Computer hacking can no longer be labeled benign mischief. Once, those who gained unauthorized access to government and private sector computer networks were heralded as technical icons, whose exploits were lionized by the popular media. That is not the reality any more. Now hacking is a federal crime at the very least - at the worst, an international act of aggression. As Deputy Secretary of Defense John Hambre has stated, "We are at war - right now. We are in a cyber war."

Total losses from cyber fraud, including loss of service, recovery, and restoration costs, are estimated to be in the hundreds of millions of dollars. We now know that hostile countries have, or are developing, the capability to engage in overt and covert information warfare.

Last year alone there were more than 20,000 cyber attacks on Department of Defense networks alone. Astonishingly, we do not know who was behind the majority of those attacks.

In 1998, during a period of increased tensions with Iraq over United Nations weapons inspections, over 500 U.S. military, civilian government, and private sector computer systems were attacked. What was first thought to be a sophisticated Iraqi cyber attack proved to be a rather unsophisticated, yet highly effective attack by two juveniles from California with the cooperation of several individuals in Israel.

Last month, cyber-based denial of service attacks had a dramatic and immediate impact on many Americans and resulted in the loss of millions of dollars when several large e-commerce sites were shut down for several hours.

Just recently a student at a major university was arrested and charged with hacking into federal government computers at the National Aeronautics and Space Administration (NASA) and the Department of Defense where he was able to read, delete, and alter protected files and intercept and save log-in names.

Clearly, cybercrime has become a pervasive problem. And it is getting worse. According to FBI Director Louis Freeh, cybercrime is one of the fastest evolving areas of criminal behavior and a significant threat to our national and economic security. The escalation of cybercrime is rapidly overwhelming our current capability to respond.

Current technology has thus far failed to provide adequate safeguards for critical infrastructure networks. The Internet is international, knowing no boundaries and no ownership. Any attempt to stifle its growth and development would be counter productive to the economic interests of America. A variety of easy to use sophisticated hacker tools are freely available on the Internet, available for use by anyone in the world with an inclination to mount a cyber attack.

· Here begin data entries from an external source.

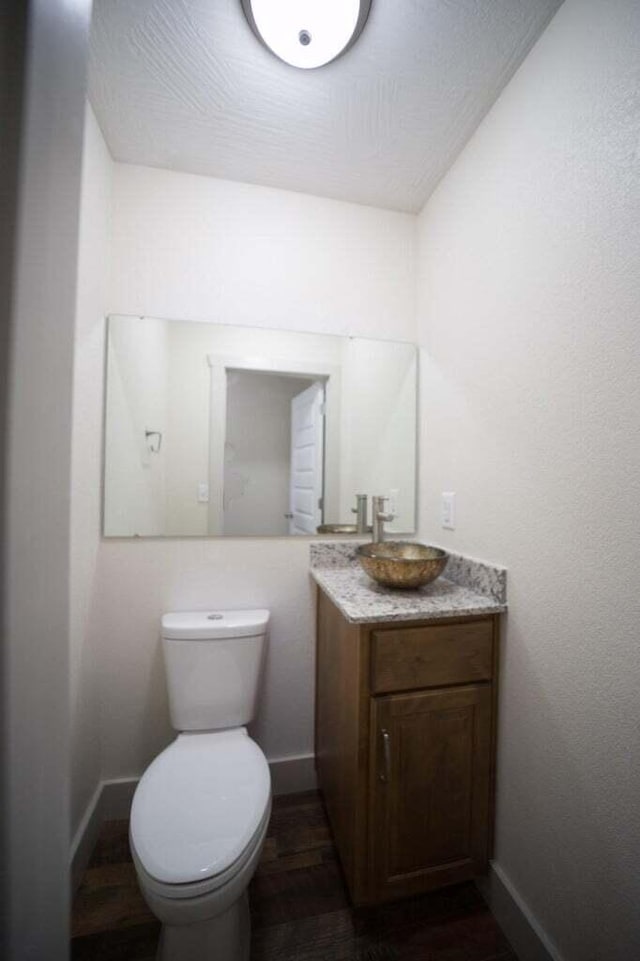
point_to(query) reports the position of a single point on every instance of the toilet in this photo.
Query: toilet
(201, 809)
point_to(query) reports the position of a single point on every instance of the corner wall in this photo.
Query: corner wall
(529, 316)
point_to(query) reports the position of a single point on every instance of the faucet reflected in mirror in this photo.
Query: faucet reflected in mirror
(264, 432)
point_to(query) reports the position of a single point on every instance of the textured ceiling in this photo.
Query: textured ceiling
(184, 84)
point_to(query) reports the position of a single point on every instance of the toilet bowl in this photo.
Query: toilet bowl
(201, 810)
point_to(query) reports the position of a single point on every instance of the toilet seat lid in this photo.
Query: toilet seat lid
(198, 805)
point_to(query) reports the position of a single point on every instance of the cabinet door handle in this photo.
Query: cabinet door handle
(386, 753)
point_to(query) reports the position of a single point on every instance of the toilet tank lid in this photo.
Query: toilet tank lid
(213, 624)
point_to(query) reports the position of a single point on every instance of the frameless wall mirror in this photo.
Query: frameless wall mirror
(217, 430)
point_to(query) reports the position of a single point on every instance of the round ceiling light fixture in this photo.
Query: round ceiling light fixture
(307, 33)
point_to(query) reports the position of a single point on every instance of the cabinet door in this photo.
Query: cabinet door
(430, 787)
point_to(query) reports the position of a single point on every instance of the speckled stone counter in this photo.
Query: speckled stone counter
(467, 588)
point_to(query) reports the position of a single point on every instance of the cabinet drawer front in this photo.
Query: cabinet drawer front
(408, 658)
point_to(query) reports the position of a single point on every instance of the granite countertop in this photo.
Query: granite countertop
(467, 588)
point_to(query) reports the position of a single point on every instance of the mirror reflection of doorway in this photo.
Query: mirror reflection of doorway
(272, 469)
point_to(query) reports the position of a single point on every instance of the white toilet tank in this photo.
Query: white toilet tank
(213, 661)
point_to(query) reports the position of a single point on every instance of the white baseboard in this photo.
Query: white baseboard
(516, 919)
(111, 801)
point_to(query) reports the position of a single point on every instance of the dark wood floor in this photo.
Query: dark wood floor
(299, 906)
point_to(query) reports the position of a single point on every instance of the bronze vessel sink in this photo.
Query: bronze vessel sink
(404, 565)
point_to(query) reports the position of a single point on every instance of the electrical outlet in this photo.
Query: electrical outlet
(449, 510)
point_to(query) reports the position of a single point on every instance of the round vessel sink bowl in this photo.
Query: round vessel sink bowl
(402, 564)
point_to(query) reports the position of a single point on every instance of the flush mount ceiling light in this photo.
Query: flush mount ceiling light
(307, 33)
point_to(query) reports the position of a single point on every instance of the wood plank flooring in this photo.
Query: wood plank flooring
(299, 906)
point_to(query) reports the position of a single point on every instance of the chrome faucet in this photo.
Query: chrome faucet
(361, 510)
(379, 517)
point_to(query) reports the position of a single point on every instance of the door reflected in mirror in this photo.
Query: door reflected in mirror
(212, 429)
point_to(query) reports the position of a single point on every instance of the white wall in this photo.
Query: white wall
(197, 248)
(530, 318)
(51, 56)
(257, 470)
(137, 402)
(204, 249)
(86, 479)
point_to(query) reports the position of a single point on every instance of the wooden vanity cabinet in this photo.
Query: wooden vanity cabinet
(405, 732)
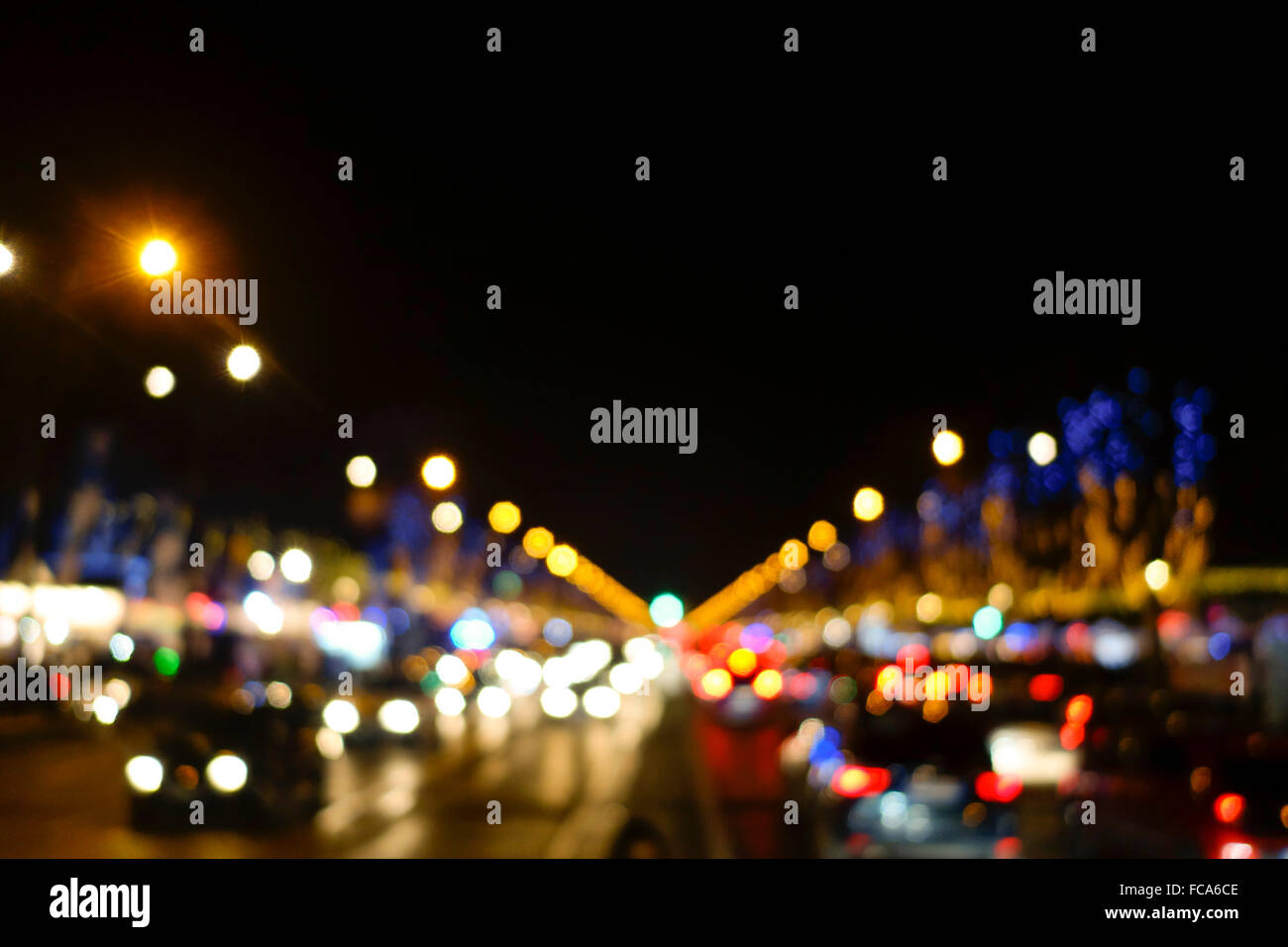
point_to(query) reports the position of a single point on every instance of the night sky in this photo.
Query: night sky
(518, 170)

Today, the United States has little ability to detect or recognize a cyber attack against either government or private sector infrastructures and even less capability to react. Nevertheless, we must, through cooperative public and private sector efforts, develop adequate defensive technologies to neutralize threats. Without new defenses, it is likely that attacks will occur with greater frequency, do more damage, and be more difficult to detect and counter.

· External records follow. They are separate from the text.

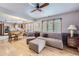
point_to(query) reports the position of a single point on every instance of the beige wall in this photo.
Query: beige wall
(67, 19)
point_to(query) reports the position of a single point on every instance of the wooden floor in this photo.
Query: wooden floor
(20, 48)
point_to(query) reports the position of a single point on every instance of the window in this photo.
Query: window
(50, 26)
(44, 26)
(57, 25)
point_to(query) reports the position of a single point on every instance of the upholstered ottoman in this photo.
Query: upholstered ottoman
(54, 42)
(29, 39)
(37, 45)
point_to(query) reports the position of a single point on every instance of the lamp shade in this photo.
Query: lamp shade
(72, 27)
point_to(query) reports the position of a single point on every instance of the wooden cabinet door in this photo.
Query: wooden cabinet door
(0, 29)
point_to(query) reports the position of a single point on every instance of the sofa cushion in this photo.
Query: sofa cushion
(54, 42)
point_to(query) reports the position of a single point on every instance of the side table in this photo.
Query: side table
(72, 42)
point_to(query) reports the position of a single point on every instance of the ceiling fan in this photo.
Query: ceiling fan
(38, 7)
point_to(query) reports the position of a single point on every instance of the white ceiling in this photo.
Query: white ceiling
(23, 10)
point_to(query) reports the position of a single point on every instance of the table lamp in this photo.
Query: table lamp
(72, 28)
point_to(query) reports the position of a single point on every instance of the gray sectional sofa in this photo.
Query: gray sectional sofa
(53, 39)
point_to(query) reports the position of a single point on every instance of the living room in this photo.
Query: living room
(39, 29)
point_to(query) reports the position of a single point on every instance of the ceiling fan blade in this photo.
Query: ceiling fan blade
(33, 10)
(45, 4)
(39, 10)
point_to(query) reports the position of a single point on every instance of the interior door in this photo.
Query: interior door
(0, 29)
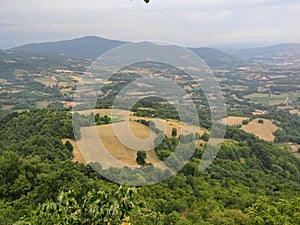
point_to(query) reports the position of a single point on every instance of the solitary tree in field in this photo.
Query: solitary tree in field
(141, 157)
(174, 132)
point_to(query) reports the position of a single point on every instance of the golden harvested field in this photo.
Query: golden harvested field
(77, 157)
(235, 120)
(263, 131)
(102, 144)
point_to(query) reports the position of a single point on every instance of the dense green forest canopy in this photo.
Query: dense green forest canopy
(250, 182)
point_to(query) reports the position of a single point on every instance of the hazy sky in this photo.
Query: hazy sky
(187, 22)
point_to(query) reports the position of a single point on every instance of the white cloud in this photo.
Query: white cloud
(190, 22)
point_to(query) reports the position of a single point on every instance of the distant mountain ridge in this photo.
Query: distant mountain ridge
(92, 47)
(214, 57)
(292, 48)
(89, 47)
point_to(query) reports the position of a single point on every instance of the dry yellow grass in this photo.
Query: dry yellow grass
(101, 143)
(264, 131)
(235, 120)
(104, 146)
(77, 157)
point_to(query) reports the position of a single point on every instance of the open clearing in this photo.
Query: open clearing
(77, 157)
(264, 131)
(117, 148)
(235, 120)
(100, 144)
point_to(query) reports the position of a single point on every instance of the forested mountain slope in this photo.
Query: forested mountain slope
(250, 182)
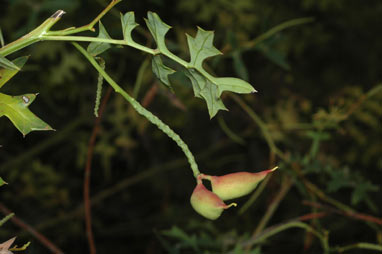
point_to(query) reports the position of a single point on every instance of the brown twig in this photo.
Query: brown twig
(87, 205)
(40, 237)
(351, 214)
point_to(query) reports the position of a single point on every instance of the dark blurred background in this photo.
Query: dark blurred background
(319, 100)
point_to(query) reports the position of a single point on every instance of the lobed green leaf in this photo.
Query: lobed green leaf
(158, 29)
(201, 47)
(161, 71)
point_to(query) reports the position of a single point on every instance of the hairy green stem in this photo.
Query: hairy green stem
(144, 112)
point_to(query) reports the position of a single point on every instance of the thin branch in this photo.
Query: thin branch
(40, 237)
(144, 112)
(285, 186)
(92, 141)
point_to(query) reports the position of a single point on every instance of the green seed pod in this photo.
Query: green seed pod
(236, 185)
(207, 203)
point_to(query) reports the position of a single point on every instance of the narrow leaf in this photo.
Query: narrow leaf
(233, 85)
(201, 47)
(128, 25)
(7, 74)
(204, 88)
(158, 29)
(161, 71)
(5, 63)
(96, 48)
(16, 109)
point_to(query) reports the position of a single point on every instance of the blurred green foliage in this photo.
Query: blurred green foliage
(319, 100)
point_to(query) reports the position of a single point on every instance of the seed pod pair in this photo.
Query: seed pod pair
(210, 204)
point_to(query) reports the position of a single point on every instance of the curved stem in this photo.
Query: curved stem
(144, 112)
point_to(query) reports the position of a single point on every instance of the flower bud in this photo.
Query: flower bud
(236, 185)
(207, 203)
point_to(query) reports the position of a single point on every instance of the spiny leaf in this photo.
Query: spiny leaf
(204, 88)
(7, 74)
(201, 47)
(158, 29)
(16, 109)
(96, 48)
(161, 71)
(5, 63)
(128, 24)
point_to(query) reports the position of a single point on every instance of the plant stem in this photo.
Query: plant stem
(144, 112)
(73, 30)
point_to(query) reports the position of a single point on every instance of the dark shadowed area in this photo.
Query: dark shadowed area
(317, 115)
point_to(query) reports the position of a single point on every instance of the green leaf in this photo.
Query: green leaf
(161, 71)
(201, 47)
(96, 48)
(128, 24)
(2, 182)
(16, 109)
(158, 29)
(5, 63)
(204, 88)
(7, 74)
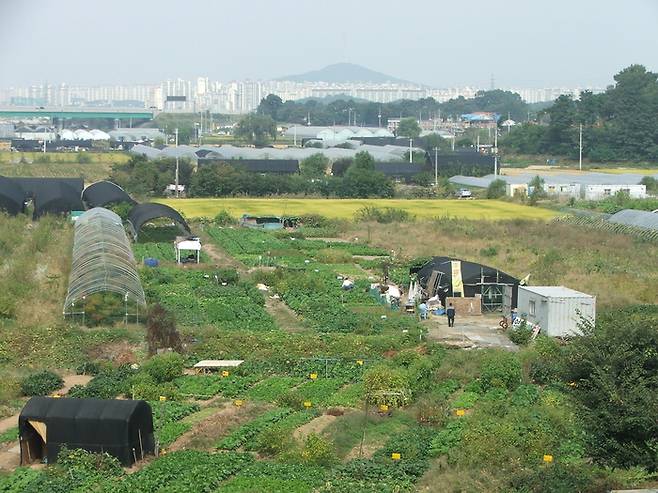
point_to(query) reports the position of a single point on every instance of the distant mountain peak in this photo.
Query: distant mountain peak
(344, 72)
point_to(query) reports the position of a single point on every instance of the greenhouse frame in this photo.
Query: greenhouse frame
(102, 261)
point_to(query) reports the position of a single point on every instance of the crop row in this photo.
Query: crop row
(270, 389)
(199, 297)
(246, 432)
(206, 386)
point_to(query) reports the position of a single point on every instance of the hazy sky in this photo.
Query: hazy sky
(527, 43)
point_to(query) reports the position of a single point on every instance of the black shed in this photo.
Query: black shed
(122, 428)
(446, 276)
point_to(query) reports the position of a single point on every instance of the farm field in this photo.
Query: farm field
(345, 208)
(91, 166)
(357, 397)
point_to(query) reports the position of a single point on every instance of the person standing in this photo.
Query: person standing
(451, 315)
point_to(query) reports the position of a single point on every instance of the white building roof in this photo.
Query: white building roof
(555, 292)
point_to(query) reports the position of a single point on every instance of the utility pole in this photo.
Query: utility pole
(176, 184)
(436, 166)
(496, 150)
(580, 148)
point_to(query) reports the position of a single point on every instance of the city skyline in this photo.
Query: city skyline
(567, 44)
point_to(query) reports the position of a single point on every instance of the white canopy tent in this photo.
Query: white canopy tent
(186, 243)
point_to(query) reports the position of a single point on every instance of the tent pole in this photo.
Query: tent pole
(141, 447)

In January 2000, President Clinton unveiled his "National Plan for Information Systems Protection," which proposes critically needed infrastructure improvements with milestones for implementation. This multifaceted plan promotes an unprecedented level of public/private cooperation, and proposes 10 programs to assess vulnerabilities, and significantly enhance capabilities to deter, detect, and effectively respond to hacking incidents. It also calls for vital research and educational enhancements to train adequate numbers of desperately needed information security specialists and sustain their perishable skills.

Our continued leadership and prosperity in the global economy may well hinge on our national commitment to act as leaders in bringing information assurance to the global information environment we have helped to create. I commend the Chairman and Ranking Member for their leadership in calling attention to this particularly insidious problem by their introduction of S.1993, the Government Information Security Act. I welcome our witnesses, and look forward to hearing their testimony today.